First Amendment Challenge
On appeal, Krahenbuhl argued that: 1) his conviction violated the First Amendment; and 2) the government failed to prove each necessary element of the crimes.
Judge Joel Flaum began his opinion for a three-judge panel by explaining that assuming Krahenbuhl’s speech was protected, the government can still regulate some protected speech.
“The constitutionality of the regulation depends on where the expression occurred, that is, the forum,” Flaum wrote.
Regulating speech in a public forum requires a compelling government interest, Judge Flaum explained, while speech in a non-public forum may be regulated so long as the regulation is both reasonable and content-neutral.
Looking to caselaw from the U.S. Court of Appeals for the Ninth Circuit, Flaum concluded that the VA clinic in Green Bay was a non-public forum.
“Like the building in [the Ninth Circuit case], the Clinic’s ‘primary aim’ is to provide veterans with medical care, not a space to exchange ideas,” Judge Flaum wrote.
“Even if some speech occurred incidentally at Clinic events, the purpose of the Clinic was not to facilitate speech.”
Regulation Is Reasonable
Flaum pointed out that both the U.S. Courts of Appeal for the Sixth and Ninth Circuits have held that 38 C.F.R. section 1.21(8)(a)(5) is both 1) viewpoint-neutral; and 2) reasonably applied to conduct inside VA facilities.
Judge Flaum wrote that while the prohibition in 38 C.F.R. section 1.21(8)(a)(5) is broad, “it does not distinguish based on the content of speech but instead how the content is relayed.”
As a result, he concluded, the section’s application to Krahenbuhl’s conduct was reasonable.

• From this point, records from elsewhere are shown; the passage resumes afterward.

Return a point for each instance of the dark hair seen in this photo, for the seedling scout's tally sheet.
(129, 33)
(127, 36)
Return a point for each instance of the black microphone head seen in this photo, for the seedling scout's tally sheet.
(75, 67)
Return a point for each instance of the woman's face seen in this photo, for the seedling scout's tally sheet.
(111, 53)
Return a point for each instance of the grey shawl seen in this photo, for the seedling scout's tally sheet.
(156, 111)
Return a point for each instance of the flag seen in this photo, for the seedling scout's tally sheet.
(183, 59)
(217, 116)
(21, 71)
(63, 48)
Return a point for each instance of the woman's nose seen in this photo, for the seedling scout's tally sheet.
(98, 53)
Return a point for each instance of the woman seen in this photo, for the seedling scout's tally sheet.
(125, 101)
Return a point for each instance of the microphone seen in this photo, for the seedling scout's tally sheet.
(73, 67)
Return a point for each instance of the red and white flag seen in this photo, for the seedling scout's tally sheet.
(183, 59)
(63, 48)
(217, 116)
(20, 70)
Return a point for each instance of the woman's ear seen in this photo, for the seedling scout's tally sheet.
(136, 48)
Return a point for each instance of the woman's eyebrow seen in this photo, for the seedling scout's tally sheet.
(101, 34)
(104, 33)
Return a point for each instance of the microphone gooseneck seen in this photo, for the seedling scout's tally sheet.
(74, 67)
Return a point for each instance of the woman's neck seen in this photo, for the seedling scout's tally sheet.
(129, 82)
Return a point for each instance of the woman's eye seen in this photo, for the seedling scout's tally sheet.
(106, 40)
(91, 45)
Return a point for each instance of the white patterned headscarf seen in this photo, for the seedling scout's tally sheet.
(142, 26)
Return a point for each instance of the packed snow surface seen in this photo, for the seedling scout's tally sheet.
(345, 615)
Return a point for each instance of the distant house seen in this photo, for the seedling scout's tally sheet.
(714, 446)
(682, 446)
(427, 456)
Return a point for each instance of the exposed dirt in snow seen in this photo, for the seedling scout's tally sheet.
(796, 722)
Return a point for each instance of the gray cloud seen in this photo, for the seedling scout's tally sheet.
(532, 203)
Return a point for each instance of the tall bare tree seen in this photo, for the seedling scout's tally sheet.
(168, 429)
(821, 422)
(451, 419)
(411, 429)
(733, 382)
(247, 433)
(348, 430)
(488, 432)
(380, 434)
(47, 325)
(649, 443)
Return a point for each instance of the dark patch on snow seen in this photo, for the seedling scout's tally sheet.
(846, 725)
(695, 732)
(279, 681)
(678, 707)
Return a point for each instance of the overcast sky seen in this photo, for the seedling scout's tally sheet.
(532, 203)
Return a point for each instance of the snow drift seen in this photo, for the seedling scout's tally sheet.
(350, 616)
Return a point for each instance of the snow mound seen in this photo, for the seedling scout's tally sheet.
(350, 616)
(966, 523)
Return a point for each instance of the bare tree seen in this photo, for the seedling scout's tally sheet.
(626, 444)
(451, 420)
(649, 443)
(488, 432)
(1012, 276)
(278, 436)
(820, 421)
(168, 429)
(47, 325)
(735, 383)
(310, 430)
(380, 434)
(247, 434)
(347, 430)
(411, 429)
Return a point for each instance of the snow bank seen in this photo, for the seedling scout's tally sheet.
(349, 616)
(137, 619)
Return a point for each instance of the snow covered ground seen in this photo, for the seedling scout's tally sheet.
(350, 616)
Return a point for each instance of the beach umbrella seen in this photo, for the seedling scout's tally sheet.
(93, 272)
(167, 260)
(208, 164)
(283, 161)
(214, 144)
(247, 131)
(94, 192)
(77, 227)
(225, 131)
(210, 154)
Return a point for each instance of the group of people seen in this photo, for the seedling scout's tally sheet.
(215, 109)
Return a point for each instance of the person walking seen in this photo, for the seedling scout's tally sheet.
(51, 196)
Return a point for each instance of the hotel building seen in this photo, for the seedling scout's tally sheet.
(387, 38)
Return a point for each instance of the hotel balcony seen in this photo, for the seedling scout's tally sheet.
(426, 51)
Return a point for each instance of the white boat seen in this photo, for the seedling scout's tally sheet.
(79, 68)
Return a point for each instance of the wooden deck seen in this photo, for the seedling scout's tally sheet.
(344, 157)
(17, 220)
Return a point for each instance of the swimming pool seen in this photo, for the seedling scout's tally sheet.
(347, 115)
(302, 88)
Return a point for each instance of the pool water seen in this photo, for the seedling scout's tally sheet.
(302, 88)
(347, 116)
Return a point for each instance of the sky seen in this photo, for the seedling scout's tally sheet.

“The Clinic is a place veterans go to receive necessary medical treatment,” Flaum wrote. “Loud noises, shouting, abusive language, and other conduct that disrupts Clinic employees from their work is properly prohibited.”
VA vs. GSA
Krahenbuhl argued that the government had failed to prove that the VA clinic in Green Bay was under the control of the VA, as opposed to the General Services Administration (GSA), as required by 38 C.F.R. section 1.21(8)(a).
But Judge Flaum noted that nothing in the relevant caselaw indicated that the government was required to use a specific type of evidence to prove that the clinic in Green Bay was under the control of the VA.
Flaum concluded that, viewing the evidence in the light in most favorable to the government, a rational trier of fact could conclude that the clinic in Green Bay was under the control of the VA, based on the following:
the police officers testified that they were VA employees and stationed at the clinic;
the police officers wore VA police uniforms and responded to the alarm triggered by Mueller; and
the respiratory therapists testified that they worked for the VA at the clinic.
‘An Ace from his Sleeve’
Regarding Krahenbuhl’s argument that the clinic in Green Bay was under the control of the GSA, rather than the VA, Judge Flaum concluded that Krahenbuhl had impermissibly invited error.
Flaum noted that Krahenbuhl had raised the issue for the first time while making a directed verdict motion after the government had finished its case-in-chief.
Judge Flaum also pointed out that Krahenbuhl had failed to raise the GSA issue in his proposed jury instructions.
“The only time he mentioned the GSA was to paraphrase the regulation, not make any discernible argument with respect to GSA control,” Flaum wrote. “It was only after the government rested at trial that Krahenbuhl changed course.”
As a result, Judge Flaum concluded, Krahenbuhl had violated the invited error doctrine.
“A defendant cannot propose the necessary elements of the crime and then, after the government concludes its presentation of evidence, perform an about-face,” Flaum wrote.
“Only after the government rested did he attempt to pull an ace from his sleeve, claiming that a not-previously-disclosed element prohibited his conviction.”